Disparity of tax regimes and standards is another factor that leads importers to exploit loopholes along the Northern Corridor to evade tax.
“Importers have continued to exploit disparities in standards and tax regime within the region to conduct illicit activities,” Waweru said, adding that goods exported and the tax paid to the transit countries are smuggled back due to different excise tax rates among regional countries.
Recently, sources at KRA confirmed that the government was losing billions of shillings to tax cheats through dummy wines and spirits exports to neighbouring countries that end up in the local market.
Two months ago, the taxman launched an investigation against a leading manufacturer of industrial and methylated spirits for failure to remit over Sh200 million ($2.6 million) in excise duty.
KRA investigation department launched a probe into the scam, focusing on the porous border crossing points of Busia, Malaba, Chepkube and Suam.
“Our borders have stretches of unmanned land, sea and lakes which are continually exploited to bring in contraband goods,” Mr Waweru said, adding that the problem of the insecurity in most of these areas have exacerbated the problem.
Crucial information
The cartels that run the business employ hundreds of couriers to ferry back wines and spirits previously “exported” from Kenya to Uganda through the Busia and Malaba border points,, according to officials at KRA.
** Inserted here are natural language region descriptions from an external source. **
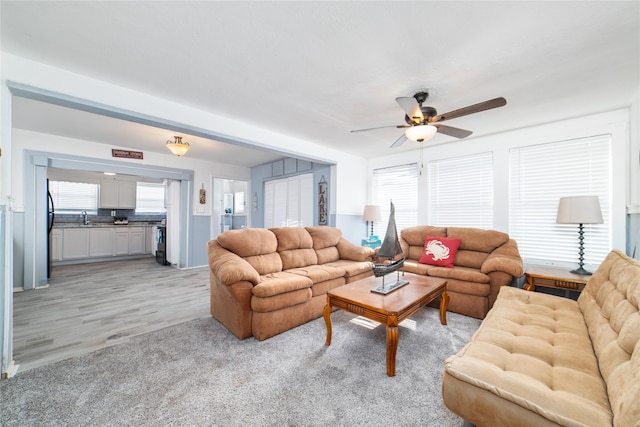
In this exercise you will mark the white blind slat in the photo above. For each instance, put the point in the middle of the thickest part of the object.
(400, 185)
(150, 197)
(74, 197)
(540, 175)
(461, 191)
The smugglers exploit the tax differentials between the two countries.
In Uganda for instance, wines and spirits are subject to a 45 per cent duty while in Kenya, ad valorem rates of 65 per cent and 50 per cent are imposed on spirits and wines, respectively.
Used and non compliant vehicles for Kenya market are imported as Ugandan cargo and subsequently registered or smuggled back to Kenya, Mr Waweru said.
“Failure by revenue authority to exchange crucial information about the movement of the goods across the region has been exploited by unscrupulous importers force tax refunds and rebates under the pretext of exportation of the goods across borders in the region,” Mr Waweru said.
He said some importers mask their true identity.
They use paper companies and other nominees to mask their identity especially to conceal volumes of the trade, including illegal diversion of goods and smuggling.
Delays in cargo clearance by importers, Waweru said, was another challenge leading to compromise of some clearing procedures.
Failure by the importers to facilitate clearance of their goods leads to backlog of clearing procedures and congestion at the port of Mombasa.
“Undue pressure to clear the backlog has led to bypassing of critical custom procedures,” Mr Waweru said.
KRA is betting on a strategy to collect Sh545 billion out of the Sh866 billion needed in this year’s budget, 13.4 per cent higher than what was collected last year. Customs department collected Sh45 billion last year.
The authority has already missed the first quarter target, collecting Sh124 billion against an expected figure of Sh127 billion.